TNF: Great question! So, there is a program I use called bookalyser.com (that you can use, too, btw) that analyses manuscripts and one of the things it singles out is the frequency of the use of -ly adverbs. Now, I would never just get rid of the adverbs because a program said they were used a lot, but it helps me find them and then I use my own judgment on whether or not the sentence needs it, or if a stronger verb can be used instead. The site is currently down for maintenance so I can't access the report for your manuscript right now to tell you exactly how many times "probably" was used, but I can tell you one of the rules I went by for this specific word. So, in conversation, we use "probably" a lot, as we do a lot of other adverbs which is why prose that uses them sounds conversational. But really, your narrator should be telling your reader what to think about the situation. This is actually a gift to the reader. They don't have to work super hard to figure out the meaning. Sentences that started out with "probably" left room for the reader to question what they were being told. Well, does he or doesn't he...? So, when "probably" appeared in dialogue, I tended to leave it since characters, aka people, don't always have all the answers and are often speculating about what is real in a situation (and we're lazy speakers). Whereas when "probably" appeared in the narrative, I tended to take it out in order to clarify a character's motivation, action, etc. (and because prose may be abundant, but it shouldn't be lazy). Does that make sense?


This may be an instance of your "Reading Buddy Narrator" coming through as well.
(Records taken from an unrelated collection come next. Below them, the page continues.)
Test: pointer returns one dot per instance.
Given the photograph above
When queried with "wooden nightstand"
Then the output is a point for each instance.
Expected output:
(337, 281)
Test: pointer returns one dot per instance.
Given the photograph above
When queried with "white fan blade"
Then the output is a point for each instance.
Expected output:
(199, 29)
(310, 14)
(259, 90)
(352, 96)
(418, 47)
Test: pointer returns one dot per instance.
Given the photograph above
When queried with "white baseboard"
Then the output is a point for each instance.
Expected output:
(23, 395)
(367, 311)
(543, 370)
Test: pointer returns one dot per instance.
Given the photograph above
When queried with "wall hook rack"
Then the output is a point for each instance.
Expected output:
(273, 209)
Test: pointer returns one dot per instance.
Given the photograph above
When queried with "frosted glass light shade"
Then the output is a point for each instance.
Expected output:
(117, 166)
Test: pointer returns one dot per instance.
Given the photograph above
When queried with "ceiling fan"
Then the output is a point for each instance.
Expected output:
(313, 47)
Ultimately, like other suggestions, you can nix this one too, but hopefully, my answer gives you a perspective you might not have thought about, and it either changes your perspective or helps you clarify your own reasons for writing it the way you did.
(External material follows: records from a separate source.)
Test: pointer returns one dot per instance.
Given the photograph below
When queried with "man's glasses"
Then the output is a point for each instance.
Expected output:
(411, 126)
As for "too" and "also", these are interchangeable as well. However, "too" often requires more punctuation -- a comma on each side if used in the middle of a sentence and a comma before if used at the end of a sentence. "Also" can often be worked in without any commas.
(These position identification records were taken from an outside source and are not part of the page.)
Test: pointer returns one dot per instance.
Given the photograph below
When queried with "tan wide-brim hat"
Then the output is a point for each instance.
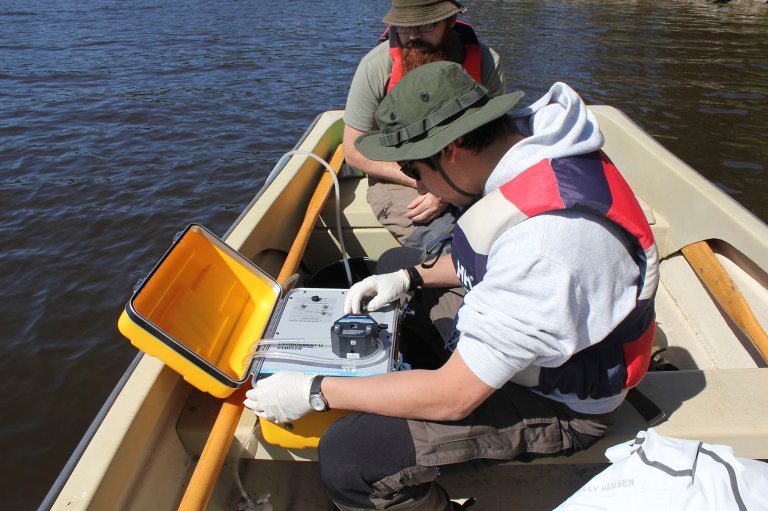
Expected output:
(411, 13)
Your style is marked by long and complex sentences with a lot of momentum. And while I wouldn't want to change that because it makes your stories fun and easy to read, I do think it's okay to introduce some simplicity here and there and build some rests in, like there are in music. Both of the issues discussed here are small ways of doing that. I think it also helps you as the writer slow down a bit and see where maybe you haven't addressed something important story-wise because you're riding the momentum of the sentences, if that makes sense



A Final Note

You may have noticed many instances where I tell Patrick that at the end of the day, even though we are following a specific style guide or set of rules, he can make a decision contrary to those rules as long as it is made with intention (I might also add consistency). There are many publishers who have their own house style that doesn't conform exactly to a specific guide like Chicago or AP. Also, while it's advisable for authors to follow the rules of grammar, fiction authors have some leeway because, in addition to using language to convey information, they are using it to create a feeling or mood. That's why sentence fragments are so common in fiction. Just remember if you're going to break a rule, have a good reason for it that serves your overall story. And if you're unsure, ask your editor.